When President George Bush wrote an official letter to Prime Minister Ariel Sharon last April 14th, its contents were hailed as "historic." The occasion for this formal missive from the White House was Sharon's unveiling of his plans for unilaterally pulling out of Gaza, a.k.a. "the disengagement plan". Following a visit by Sharon to Washington, and preceded by a formal letter from Sharon to Bush, this communication was hailed as ground-breaking. In fact, Sharon used it as part of his argument for pursuing the pullout. You see, he assured an uneasy public, the trade off here is a level of support from the US we've never had before.

One of the statements within Bush's letter - touted as being of key significance with regard to that level of support - read:

"In light of new realities on the ground, including already existing major Israeli population centers, it is unrealistic to expect that the outcome of final status negotiations will be a full and complete return to the armistice lines of 1949."

Presumably, this provided American backing for Israeli retention of major settlement blocs in Judea and Samaria in the course of future negotiations with the Palestinians. That Bush declined to provide recognition by name of specific settlement blocs such as Gush Etzion - as had been requested by Sharon - was brushed off as not important. Sharon, we were told repeatedly, had established an unusually close bond with Bush, who had put himself on the line here.

Some among us in Israel were not impressed with these arguments. Recognizing President Bush as a significant - even an historically strong - friend, we still perceived his letter as little more than a gift to Sharon. It was designed to strengthen him politically as he pursued his plans for unilateral withdrawal, without actually giving much that was new.

We saw that the wording of this document was vague.

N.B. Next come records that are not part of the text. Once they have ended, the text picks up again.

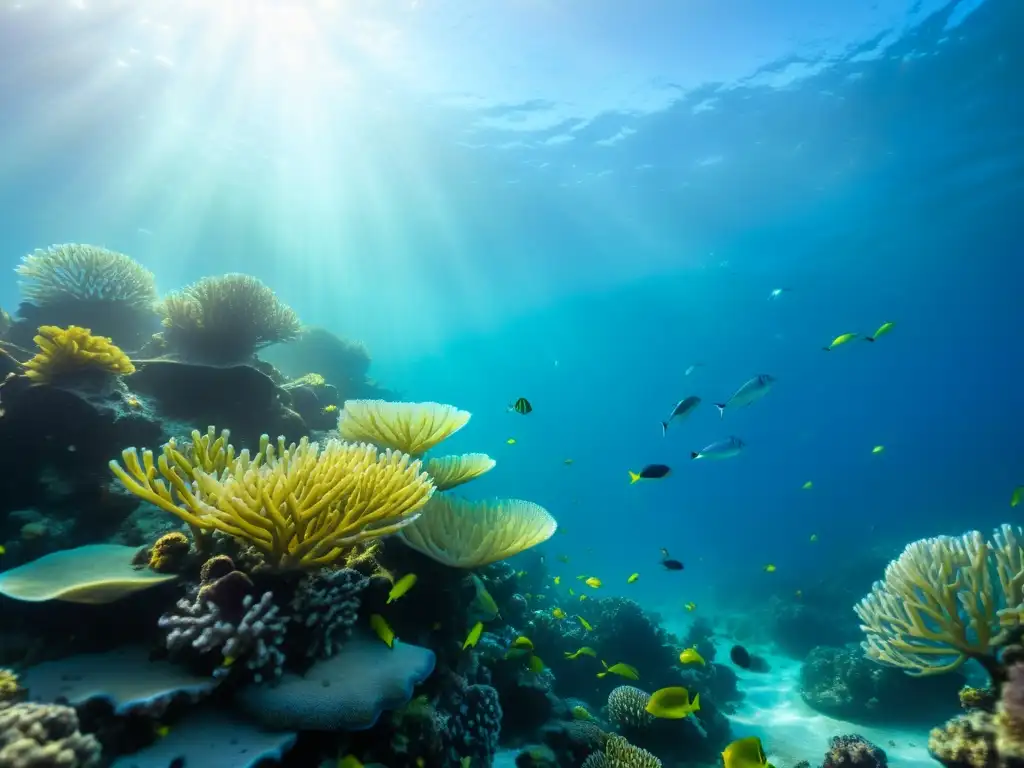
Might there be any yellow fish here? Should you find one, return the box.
[597,662,640,680]
[822,334,857,352]
[387,573,416,603]
[565,645,597,658]
[865,323,896,341]
[370,613,394,648]
[679,646,706,667]
[644,686,700,720]
[462,622,483,650]
[722,736,773,768]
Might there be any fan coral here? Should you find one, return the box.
[25,326,135,384]
[291,568,370,658]
[338,400,470,456]
[399,496,558,568]
[160,592,288,682]
[0,703,100,768]
[160,274,301,364]
[15,244,157,311]
[608,685,654,729]
[855,525,1024,681]
[111,437,434,568]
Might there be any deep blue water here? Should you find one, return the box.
[0,0,1024,605]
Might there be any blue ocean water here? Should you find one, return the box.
[0,0,1024,638]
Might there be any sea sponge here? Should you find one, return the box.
[14,243,157,311]
[854,525,1024,679]
[150,530,189,573]
[338,400,470,457]
[426,454,497,490]
[399,495,558,568]
[160,273,302,364]
[110,437,434,568]
[25,326,135,384]
[608,685,654,729]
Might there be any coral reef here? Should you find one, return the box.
[160,274,301,365]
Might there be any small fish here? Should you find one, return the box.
[662,395,700,436]
[864,323,896,341]
[509,397,534,416]
[722,736,771,768]
[462,622,483,650]
[679,646,707,667]
[387,573,417,603]
[821,334,857,352]
[597,662,640,680]
[370,613,394,648]
[715,374,777,418]
[690,437,746,460]
[644,686,700,720]
[630,464,672,485]
[565,645,597,658]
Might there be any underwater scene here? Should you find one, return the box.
[0,0,1024,768]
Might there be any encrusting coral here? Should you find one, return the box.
[25,326,135,384]
[855,525,1024,684]
[111,438,434,568]
[399,495,558,568]
[160,273,301,364]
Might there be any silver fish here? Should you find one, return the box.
[715,374,776,417]
[690,437,746,459]
[662,394,700,437]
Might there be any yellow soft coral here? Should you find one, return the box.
[111,438,434,568]
[25,326,135,383]
[854,525,1024,676]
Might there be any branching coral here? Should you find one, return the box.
[400,496,558,568]
[111,438,434,568]
[15,244,157,311]
[855,525,1024,678]
[160,274,301,362]
[25,326,135,384]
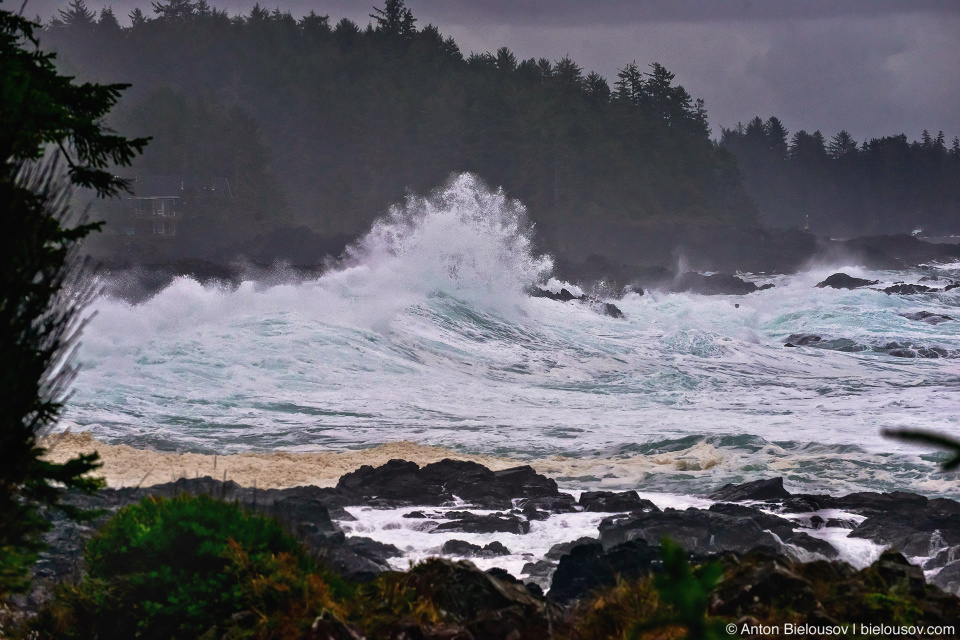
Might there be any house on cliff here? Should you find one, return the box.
[123,176,233,240]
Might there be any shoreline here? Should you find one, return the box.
[40,430,960,499]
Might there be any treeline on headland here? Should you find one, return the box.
[720,117,960,237]
[42,0,960,270]
[43,0,756,264]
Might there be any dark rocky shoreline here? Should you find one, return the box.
[19,460,960,637]
[98,230,960,304]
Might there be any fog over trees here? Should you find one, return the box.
[35,0,960,260]
[720,117,960,237]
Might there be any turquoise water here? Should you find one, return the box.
[65,176,960,495]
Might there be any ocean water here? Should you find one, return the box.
[63,175,960,496]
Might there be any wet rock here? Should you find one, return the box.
[308,533,403,582]
[520,560,557,592]
[709,502,839,558]
[823,518,857,531]
[817,273,880,289]
[440,540,510,558]
[433,513,530,534]
[873,551,926,598]
[494,465,560,498]
[521,504,550,522]
[579,491,660,512]
[710,551,960,625]
[548,540,660,602]
[711,552,817,619]
[544,536,599,560]
[337,459,560,509]
[707,478,791,502]
[849,494,960,556]
[530,287,583,302]
[899,311,953,325]
[517,493,581,513]
[930,562,960,596]
[486,567,523,584]
[874,342,955,358]
[670,271,759,296]
[600,508,782,555]
[603,302,623,318]
[409,559,562,638]
[337,460,432,506]
[784,531,840,560]
[303,611,363,640]
[883,282,940,296]
[923,546,960,571]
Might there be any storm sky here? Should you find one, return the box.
[30,0,960,141]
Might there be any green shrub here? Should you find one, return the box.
[39,496,337,640]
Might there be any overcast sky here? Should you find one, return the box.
[30,0,960,140]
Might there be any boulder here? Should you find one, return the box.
[580,491,660,512]
[337,459,560,509]
[308,532,403,582]
[930,562,960,596]
[530,287,583,302]
[432,513,530,534]
[670,271,759,296]
[517,493,581,513]
[707,478,791,502]
[544,536,599,560]
[817,273,880,289]
[406,559,562,638]
[883,282,940,296]
[899,311,953,325]
[602,302,623,318]
[548,540,660,602]
[709,502,840,558]
[600,508,782,555]
[923,546,960,571]
[440,539,510,558]
[849,494,960,556]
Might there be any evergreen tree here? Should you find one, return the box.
[151,0,199,22]
[130,7,147,27]
[370,0,416,37]
[0,0,147,596]
[58,0,97,31]
[827,129,857,160]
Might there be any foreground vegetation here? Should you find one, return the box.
[0,0,147,600]
[0,496,960,640]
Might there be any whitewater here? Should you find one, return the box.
[61,175,960,497]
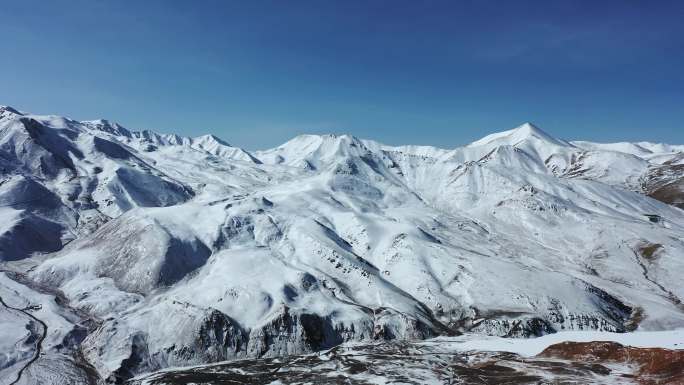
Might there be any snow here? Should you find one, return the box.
[0,103,684,376]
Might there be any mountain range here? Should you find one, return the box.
[0,106,684,384]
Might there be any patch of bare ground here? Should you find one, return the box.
[638,242,663,261]
[539,341,684,385]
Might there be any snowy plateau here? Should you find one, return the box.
[0,106,684,385]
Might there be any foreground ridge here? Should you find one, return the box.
[0,106,684,383]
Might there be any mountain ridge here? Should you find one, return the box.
[0,103,684,382]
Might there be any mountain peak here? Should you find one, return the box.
[0,104,24,117]
[468,122,571,147]
[193,134,233,147]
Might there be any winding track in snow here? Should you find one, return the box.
[630,248,684,311]
[0,271,47,385]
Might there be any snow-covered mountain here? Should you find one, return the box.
[0,107,684,383]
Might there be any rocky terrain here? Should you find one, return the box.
[0,103,684,384]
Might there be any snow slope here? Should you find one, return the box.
[0,103,684,381]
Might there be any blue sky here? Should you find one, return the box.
[0,0,684,149]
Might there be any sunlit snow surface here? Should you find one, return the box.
[0,107,684,381]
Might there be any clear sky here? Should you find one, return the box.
[0,0,684,149]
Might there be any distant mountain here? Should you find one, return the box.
[0,107,684,382]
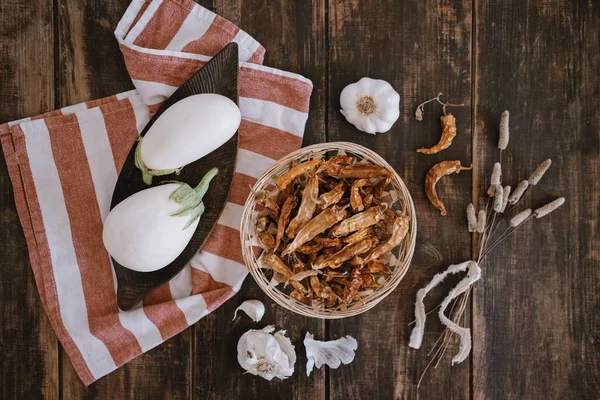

We pointed out that a presidential letter was not binding on the US government; only a formal Congressional commitment would be. We noted that Bush's sentiments were not necessarily those of the State Department. We cautioned that the situation could change and that we would have nothing to rest upon.

Now we have, perhaps, reached the day of reckoning on this issue.

US Secretary of State Condoleezza Rice was in town. She met with Prime Minister Sharon and key members of his government. While the atmosphere was described as exceedingly cordial, the tone had changed, for Yasser Arafat - despised by Bush - is gone and there is a new man in Ramallah. Palestinian Authority Chairman Mahmoud Abbas is someone seen as having a pro-US tilt, someone who can be dealt with and should be strengthened. Rice's message was that even if it proves difficult for us, the US expects Israel to do all that it can to bolster the position of Abbas.

In the course of things, it was made clear that the US did not want to see Israel issue any tenders for housing construction in the settlements. Not any. This means no expansion within existing settlements. Not even within settlements that are in areas Israel had presumed were accepted as permanent by the US. "Presumed" is the operative word. A great and foolish leap of faith that was.

Queried about this, Rice replied that the president had given some assurances to Israel in his letter last year, but "he made very clear that everything had to be negotiated, that final-status arrangement would have to be up to the parties."

And you know what? She's right. For the last sentence of Bush's statement cited above reads:

"It is realistic to expect that any final status agreement will only be achieved on the basis of mutually agreed changes that reflect these realities."

Welcome to the real world, folks. Bush was saying that indeed the situation on the ground has changed, and in light of these changes it would be realistic to expect final borders for Israel to reflect these changes. However, he was offering no US support for any Israeli retention of settlements. Quite clearly, he was leaving that up to bilateral negotiations.

The odds for the survival of that proverbial snowball are much better than the odds of Israel negotiating a settlement with the current regime in Ramallah that would allow us retention of some settlements.

Then, Secretary Rice met with Palestinian Authority officials.

President Bush, in his letter to Prime Minister Sharon, had also indicated that it would be "realistic" to expect that "a solution to the Palestinian refugee issue as part of any final status agreement will need to be found through the establishment of a Palestinian state, and the settling of Palestinian refugees there, rather than in Israel."

What are the odds that the Secretary of State told Mahmoud Abbas that, in the interests of promoting peace, the US expects him to give up on the "right of return"?